In Florence, at the intersection of Pine and Park streets, there is a statue — at 7 feet tall, with arms outstretched — of a strong black woman.
It is a statue of Sojourner Truth, who was born Isabella Baumfree in Kingston, New York. She was a slave, not in the American South, but in a northern state. And for a time she lived in Florence, where she took the name Sojourner Truth. Her name was a portrayal of her life, not a name given to her by slave traders.
In 1993, after the acquittal of police officers accused of beating Rodney King and the rioting that followed in Los Angeles, a group of people came together to form the Committee for Northampton. The group’s purpose was “to educate, organize, provide cultural leadership, and any other necessary actions to eliminate racism in Northampton and the Pioneer Valley and to engage in related activities in support thereof.”
One of the projects they took on was the erection of a statue, a monument, to honor Sojourner Truth in a community that had been her home. This statue would be a “symbol of the community’s desire to end racism.” It took nearly 10 years and $270,000 to go from idea to reality.
While the community was interested, there wasn’t agreement. Some said that her memory would be better honored by a scholarship fund, or support for the Forbes Library renovations.
There were people worried about traffic and parking (some things never change). Nevertheless, the committee persisted. And now, there is a statue built on public land, two annual scholarships and walking tours of Florence’s African-American Heritage Trail.
There is a statue of Truth in Battle Creek, Michigan, where she lived in her last years. And there is a statue of her as a young girl in upstate New York, in the town where she lived as a slave. All of her home communities wanted to honor her and to be inspired by her.
I obviously didn’t know Sojourner Truth, so I only have my own perceptions of what she believed. But, by learning about her words and actions, I understand that she was a fervent anti-slavery activist who experienced profound, brutal racism and fought back. And I recognize her as a feminist who actually tried to vote in 1872 because she thought it should be her right.
As the national debate about statues has unfolded on TV and social media, I have thought of our statue and the other communities that came together to honor her. And I have also thought about communities across the South (and some in the North) who erected statues to honor and be inspired by the leaders of the Confederacy.
The statues of Robert E. Lee, Jefferson Davis, and Stonewall Jackson were also erected as symbols of community desire — the desire to return to the time when white men owned slaves who were kidnapped from Africa and sold as chattel. Former Confederate leaders worked to mythologize the antebellum South as an idyllic agrarian society where African-Americans were treated well, brought to Christianity, and knew their place in society.
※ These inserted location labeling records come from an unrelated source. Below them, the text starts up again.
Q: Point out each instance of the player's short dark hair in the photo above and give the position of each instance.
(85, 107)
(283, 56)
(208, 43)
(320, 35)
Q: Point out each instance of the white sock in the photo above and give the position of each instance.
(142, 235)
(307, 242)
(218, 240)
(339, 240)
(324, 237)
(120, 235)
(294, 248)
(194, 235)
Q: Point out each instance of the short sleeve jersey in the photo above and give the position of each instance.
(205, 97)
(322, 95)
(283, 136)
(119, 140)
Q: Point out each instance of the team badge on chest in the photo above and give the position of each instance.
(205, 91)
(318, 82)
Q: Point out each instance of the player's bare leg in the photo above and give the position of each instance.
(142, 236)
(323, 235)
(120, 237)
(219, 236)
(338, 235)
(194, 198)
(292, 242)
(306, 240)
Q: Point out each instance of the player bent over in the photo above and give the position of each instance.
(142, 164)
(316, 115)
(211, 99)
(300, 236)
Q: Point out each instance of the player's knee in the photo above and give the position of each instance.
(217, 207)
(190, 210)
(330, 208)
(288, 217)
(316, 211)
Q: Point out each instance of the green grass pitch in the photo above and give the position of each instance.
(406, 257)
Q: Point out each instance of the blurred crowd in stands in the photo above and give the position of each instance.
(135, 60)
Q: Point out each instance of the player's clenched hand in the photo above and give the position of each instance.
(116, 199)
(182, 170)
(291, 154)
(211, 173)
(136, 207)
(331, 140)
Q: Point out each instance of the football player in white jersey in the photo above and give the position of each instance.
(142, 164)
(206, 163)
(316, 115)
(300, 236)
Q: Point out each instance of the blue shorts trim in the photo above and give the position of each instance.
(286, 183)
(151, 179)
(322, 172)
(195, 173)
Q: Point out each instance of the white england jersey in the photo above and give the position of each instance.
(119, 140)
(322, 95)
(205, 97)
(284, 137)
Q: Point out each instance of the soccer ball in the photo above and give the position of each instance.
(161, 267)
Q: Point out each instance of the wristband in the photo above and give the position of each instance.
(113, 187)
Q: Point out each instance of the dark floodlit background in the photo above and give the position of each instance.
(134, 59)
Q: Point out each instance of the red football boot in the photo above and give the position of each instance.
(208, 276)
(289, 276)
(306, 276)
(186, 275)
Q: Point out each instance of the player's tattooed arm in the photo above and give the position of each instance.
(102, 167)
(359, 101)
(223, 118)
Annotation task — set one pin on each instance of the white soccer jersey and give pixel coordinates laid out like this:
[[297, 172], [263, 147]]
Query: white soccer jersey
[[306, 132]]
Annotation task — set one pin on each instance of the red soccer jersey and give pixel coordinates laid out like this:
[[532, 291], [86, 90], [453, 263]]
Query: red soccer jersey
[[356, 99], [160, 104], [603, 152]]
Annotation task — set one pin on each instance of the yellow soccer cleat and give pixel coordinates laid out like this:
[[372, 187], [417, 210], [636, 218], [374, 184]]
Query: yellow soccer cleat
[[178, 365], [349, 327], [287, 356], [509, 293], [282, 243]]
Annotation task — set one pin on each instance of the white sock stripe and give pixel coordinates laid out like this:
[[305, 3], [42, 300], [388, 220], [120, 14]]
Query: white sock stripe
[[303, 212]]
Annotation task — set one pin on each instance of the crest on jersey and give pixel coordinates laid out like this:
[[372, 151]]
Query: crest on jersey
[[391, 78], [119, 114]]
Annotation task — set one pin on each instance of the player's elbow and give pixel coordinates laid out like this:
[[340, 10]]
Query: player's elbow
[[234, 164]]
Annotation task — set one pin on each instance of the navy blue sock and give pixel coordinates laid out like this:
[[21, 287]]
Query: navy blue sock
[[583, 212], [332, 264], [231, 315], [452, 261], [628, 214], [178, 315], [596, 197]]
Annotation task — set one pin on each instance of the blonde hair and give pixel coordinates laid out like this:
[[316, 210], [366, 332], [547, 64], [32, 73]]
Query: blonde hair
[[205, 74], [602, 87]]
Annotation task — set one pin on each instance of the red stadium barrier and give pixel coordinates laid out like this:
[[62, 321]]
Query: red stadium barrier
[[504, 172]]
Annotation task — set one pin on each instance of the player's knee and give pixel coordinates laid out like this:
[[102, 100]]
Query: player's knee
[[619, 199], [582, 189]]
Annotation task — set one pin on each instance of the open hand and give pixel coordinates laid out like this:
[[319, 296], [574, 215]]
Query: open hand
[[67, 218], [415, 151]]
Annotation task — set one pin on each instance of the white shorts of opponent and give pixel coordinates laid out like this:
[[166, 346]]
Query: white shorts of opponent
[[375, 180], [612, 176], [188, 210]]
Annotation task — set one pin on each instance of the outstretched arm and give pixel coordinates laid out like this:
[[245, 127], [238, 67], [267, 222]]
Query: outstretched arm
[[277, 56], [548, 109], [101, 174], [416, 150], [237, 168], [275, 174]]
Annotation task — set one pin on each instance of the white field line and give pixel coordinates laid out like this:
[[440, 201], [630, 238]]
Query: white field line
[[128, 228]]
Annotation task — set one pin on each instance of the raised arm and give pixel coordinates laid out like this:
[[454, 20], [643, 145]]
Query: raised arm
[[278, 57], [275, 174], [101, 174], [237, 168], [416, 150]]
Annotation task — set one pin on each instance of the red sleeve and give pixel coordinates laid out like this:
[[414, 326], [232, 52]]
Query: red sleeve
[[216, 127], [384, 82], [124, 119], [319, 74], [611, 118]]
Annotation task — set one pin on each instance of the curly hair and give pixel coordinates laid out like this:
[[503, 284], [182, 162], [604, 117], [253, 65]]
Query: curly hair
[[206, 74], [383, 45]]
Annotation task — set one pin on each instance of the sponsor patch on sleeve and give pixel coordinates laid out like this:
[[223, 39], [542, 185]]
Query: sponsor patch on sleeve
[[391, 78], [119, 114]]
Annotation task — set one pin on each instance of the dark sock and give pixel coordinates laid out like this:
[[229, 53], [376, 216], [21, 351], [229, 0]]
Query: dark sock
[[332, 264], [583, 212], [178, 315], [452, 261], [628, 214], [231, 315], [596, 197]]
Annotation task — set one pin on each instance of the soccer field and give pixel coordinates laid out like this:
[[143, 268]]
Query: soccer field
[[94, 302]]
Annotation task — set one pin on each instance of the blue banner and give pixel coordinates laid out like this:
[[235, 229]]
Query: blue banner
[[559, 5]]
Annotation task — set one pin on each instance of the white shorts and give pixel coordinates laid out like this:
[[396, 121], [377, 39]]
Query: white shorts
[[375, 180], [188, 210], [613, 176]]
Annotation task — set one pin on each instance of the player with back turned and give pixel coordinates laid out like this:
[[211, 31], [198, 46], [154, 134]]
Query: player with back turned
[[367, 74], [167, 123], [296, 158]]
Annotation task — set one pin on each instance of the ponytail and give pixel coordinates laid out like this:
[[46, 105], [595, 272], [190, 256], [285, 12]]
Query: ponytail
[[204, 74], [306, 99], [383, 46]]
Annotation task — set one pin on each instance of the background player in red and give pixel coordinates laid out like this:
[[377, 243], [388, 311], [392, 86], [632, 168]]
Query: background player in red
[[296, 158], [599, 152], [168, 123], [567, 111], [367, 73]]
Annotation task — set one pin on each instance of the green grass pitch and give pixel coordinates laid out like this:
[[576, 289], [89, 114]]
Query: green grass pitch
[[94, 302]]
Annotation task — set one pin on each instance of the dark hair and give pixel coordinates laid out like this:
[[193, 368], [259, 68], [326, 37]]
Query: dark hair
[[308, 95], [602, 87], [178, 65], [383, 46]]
When South Carolina seceded from the United States in 1860 its stated reason was that “ the (United States) Government itself has been made destructive of them by the action of the non-slaveholding States. Those States have assumed the right of deciding upon the propriety of our domestic institutions; and have denied the rights of property established in fifteen of the States.” What did it refer to when writing about domestic institutions and the rights of property? Slavery.
Confederate statues were put up to send a message. During the 1920s they provided the cultural reinforcement for the passage of racist Jim Crow laws throughout the South. And during the 1950s and 1960s they were used to inspire opposition to the the civil rights movement.
After the Civil War, Robert E. Lee didn’t think it was appropriate to memorialize the generals. In fact, he told southerners to “unite in honest efforts to obliterate the effects of the war” with a goal to “promote harmony and good feeling.”
There was no honest effort from the South or the North to promote harmony and good feeling. And the descendants of slaves are still paying the price.
Today, the federal government is under the control of a man who has never suffered deprivation and has no empathy for anyone. He callously defends Confederate leaders and their statues, while Heather Heyer’s parents bury their child.
Even with all of the good work done by many, there is still racism here in our Valley. We live in segregated communities. Poverty, often racism’s companion, is getting worse.
But we can take hope from a strong black woman who didn’t retreat from the struggle. She said, “Truth is powerful and it prevails.”
Clare Higgins, of Northampton, a former mayor of the city, is executive director of the nonprofit Community Action! of the Franklin, Hampshire and North Quabbin Regions.